Somebody has to call this bluff. Why is it taboo to talk about a Wall Street "elite" that has benefited from Bush's tax cuts and would win big-time from Social Security privatization? Why is it just terrible to point out that pharmaceutical industry and HMO "elites" were paid off handsomely in the Medicare drug bill? Why is it so dreadfully radical to denounce corporate "elites" when conservatives can denounce "the Hollywood elite" with impunity? Why does the right wing get away, year after year, with this double standard on elitism and class warfare?

• Stand for something. Bush won this year because of those attacks on Kerry. But he also won because swing voters who didn't like him very much were nonetheless quite certain that he knew what he wanted to do and would try to get it done.

One line of attack against Bush is to say that his certainties are mistaken and that he never, ever questions them. That's true. It's also inadequate. Those who oppose the direction in which Bush is leading us need to propose an alternative.

They need to demonstrate that we could be much safer -- and fight a more effective war on terrorism -- if so much of the world did not mistrust us.

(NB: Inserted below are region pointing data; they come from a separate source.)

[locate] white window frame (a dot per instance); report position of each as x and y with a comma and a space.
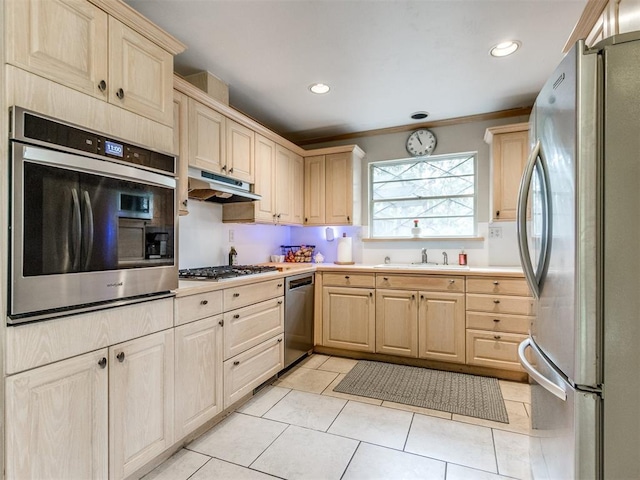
426, 159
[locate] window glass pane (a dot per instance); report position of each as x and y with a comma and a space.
438, 191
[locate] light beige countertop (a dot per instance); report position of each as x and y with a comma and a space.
192, 287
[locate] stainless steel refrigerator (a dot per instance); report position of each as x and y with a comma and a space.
579, 236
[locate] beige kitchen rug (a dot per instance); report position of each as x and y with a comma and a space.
469, 395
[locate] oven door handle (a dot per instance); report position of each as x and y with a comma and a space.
77, 230
89, 227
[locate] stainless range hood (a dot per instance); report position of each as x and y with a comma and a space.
212, 187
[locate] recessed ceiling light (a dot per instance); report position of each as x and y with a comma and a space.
505, 48
419, 115
319, 88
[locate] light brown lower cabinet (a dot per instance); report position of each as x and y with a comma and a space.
251, 368
100, 415
349, 318
397, 322
141, 396
198, 374
441, 326
57, 420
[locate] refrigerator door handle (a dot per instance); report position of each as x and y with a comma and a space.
543, 381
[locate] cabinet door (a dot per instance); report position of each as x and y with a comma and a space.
38, 40
240, 150
441, 326
140, 74
250, 369
57, 420
198, 378
297, 187
284, 179
181, 147
339, 189
206, 137
247, 327
314, 186
510, 152
397, 322
141, 377
348, 318
265, 185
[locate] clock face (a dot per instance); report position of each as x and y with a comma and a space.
421, 142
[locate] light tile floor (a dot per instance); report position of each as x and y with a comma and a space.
299, 428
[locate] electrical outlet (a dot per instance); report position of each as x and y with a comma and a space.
495, 232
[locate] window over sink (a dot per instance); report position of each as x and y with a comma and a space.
439, 192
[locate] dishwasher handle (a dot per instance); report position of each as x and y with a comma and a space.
299, 282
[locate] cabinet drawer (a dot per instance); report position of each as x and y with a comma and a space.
364, 280
248, 370
247, 327
498, 286
499, 323
431, 283
195, 307
497, 350
500, 304
256, 292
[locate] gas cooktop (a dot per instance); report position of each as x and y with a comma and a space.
223, 271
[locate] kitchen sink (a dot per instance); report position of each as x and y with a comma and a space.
421, 266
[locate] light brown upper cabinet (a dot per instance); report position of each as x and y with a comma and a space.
332, 186
181, 147
602, 19
99, 60
240, 150
509, 152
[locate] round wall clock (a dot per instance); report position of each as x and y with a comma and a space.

They must create a realistic narrative about a more just and prosperous society. Policies on jobs, health insurance, child care, education and taxes should be more than a list. They ought to form a coherent picture of how things could be better, for everyone.

The long-term need for alternatives should not stop the loyal opposition from being tough. But the short-term need to be tough should not stop the opposition's search for alternatives. For Bush's adversaries, 2005 will be a difficult year. It also could be exhilarating.